Healthcare enterprise MDM extends beyond patient identity to provider identity and location master data. Provider master data includes NPI registry integration, credential verification, and specialty classification. It determines which providers appear in patient-facing directories, which providers are listed on claims, and which providers receive referral notifications. Inaccurate provider master data produces incorrect claims submissions, failed prior authorization requests, and patient safety events when referrals go to incorrect or uncredentialled providers.

Location master data covers facilities, departments, and care settings. Under the 340B Drug Pricing Program, incorrect location classification results in 340B compliance failures. Under Medicare and Medicaid billing, incorrect place-of-service codes result in claim denials or overpayment liability. Location master data accuracy has direct revenue and compliance implications that are less visible than patient safety but are regularly surfaced in CMS audits and OIG reviews.

MDM Integration Architecture

The MPI must integrate with every system in the enterprise that creates or consumes patient identity: the EHR, the billing system, the patient portal, the laboratory information system, the radiology information system, the scheduling system, and increasingly the patient engagement platform and care management applications. The integration architecture must handle both prospective matching at registration and retrospective matching of existing duplicate records across systems.

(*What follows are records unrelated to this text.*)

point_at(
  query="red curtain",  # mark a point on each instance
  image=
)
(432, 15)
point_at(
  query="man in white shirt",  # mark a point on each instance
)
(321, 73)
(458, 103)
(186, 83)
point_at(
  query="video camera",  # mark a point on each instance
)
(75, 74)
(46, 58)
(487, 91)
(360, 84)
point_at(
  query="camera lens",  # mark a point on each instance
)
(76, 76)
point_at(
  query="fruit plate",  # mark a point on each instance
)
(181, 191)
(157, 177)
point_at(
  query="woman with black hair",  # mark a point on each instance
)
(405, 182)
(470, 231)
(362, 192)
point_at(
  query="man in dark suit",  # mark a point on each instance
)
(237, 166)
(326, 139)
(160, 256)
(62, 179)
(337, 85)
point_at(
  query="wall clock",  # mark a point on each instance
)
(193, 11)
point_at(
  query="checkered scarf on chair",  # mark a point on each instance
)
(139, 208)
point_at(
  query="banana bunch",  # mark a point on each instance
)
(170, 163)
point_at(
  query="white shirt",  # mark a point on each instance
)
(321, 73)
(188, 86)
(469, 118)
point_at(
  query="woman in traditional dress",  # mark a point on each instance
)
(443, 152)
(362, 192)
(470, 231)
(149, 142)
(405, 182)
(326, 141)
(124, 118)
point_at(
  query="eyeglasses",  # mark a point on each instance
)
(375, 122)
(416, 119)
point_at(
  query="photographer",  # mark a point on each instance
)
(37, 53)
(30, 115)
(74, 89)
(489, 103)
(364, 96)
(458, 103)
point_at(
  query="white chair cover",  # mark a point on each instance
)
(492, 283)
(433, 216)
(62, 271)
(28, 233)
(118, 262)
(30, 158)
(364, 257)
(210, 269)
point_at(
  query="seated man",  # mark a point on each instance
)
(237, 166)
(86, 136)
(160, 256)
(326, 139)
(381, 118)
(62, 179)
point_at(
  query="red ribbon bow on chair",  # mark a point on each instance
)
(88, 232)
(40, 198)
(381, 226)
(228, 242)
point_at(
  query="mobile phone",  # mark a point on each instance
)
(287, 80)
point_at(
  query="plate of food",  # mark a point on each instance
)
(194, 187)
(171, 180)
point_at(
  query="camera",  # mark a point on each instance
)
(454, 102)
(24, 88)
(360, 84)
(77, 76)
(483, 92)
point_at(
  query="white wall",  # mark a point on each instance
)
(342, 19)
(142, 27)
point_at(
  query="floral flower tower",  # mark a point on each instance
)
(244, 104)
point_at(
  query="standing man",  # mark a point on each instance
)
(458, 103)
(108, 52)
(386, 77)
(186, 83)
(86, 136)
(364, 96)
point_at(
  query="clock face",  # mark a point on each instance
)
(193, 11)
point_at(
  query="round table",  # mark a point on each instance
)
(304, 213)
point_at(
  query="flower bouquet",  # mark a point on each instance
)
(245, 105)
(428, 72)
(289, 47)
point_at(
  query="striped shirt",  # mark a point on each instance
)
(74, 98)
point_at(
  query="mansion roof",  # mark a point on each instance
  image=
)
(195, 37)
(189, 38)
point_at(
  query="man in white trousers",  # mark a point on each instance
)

HL7 v2 ADT messages remain the dominant patient identity event format for prospective matching in enterprise healthcare. A01 patient admit, A04 patient register, A08 patient update, and A40 merge patient records messages carry the demographic data that the MPI uses to match and link. FHIR Patient resources serve the same function in modern integration architectures. The MDM platform must consume both, because healthcare enterprises inevitably operate a mix of HL7 v2 legacy systems and FHIR-capable modern systems simultaneously.

Governance and Operational Discipline

The highest-quality MDM platform produces poor outcomes without operational governance discipline. Every system that creates patient records must send registration events to the MPI within an SLA. Systems that create records without MPI notification create new identity fragments that accumulate silently. The manual review queue for mid-confidence matches must be worked daily; backlogs mean an accumulating stock of unlinked records. Merge and unmerge events must be propagated back to all source systems. A merge decision made in the MPI that is not reflected in the EHR leaves the EHR operating on the old fragmented view. The clinical informaticist or data governance team that owns MPI operational governance is as critical to data quality outcomes as the MDM platform architecture.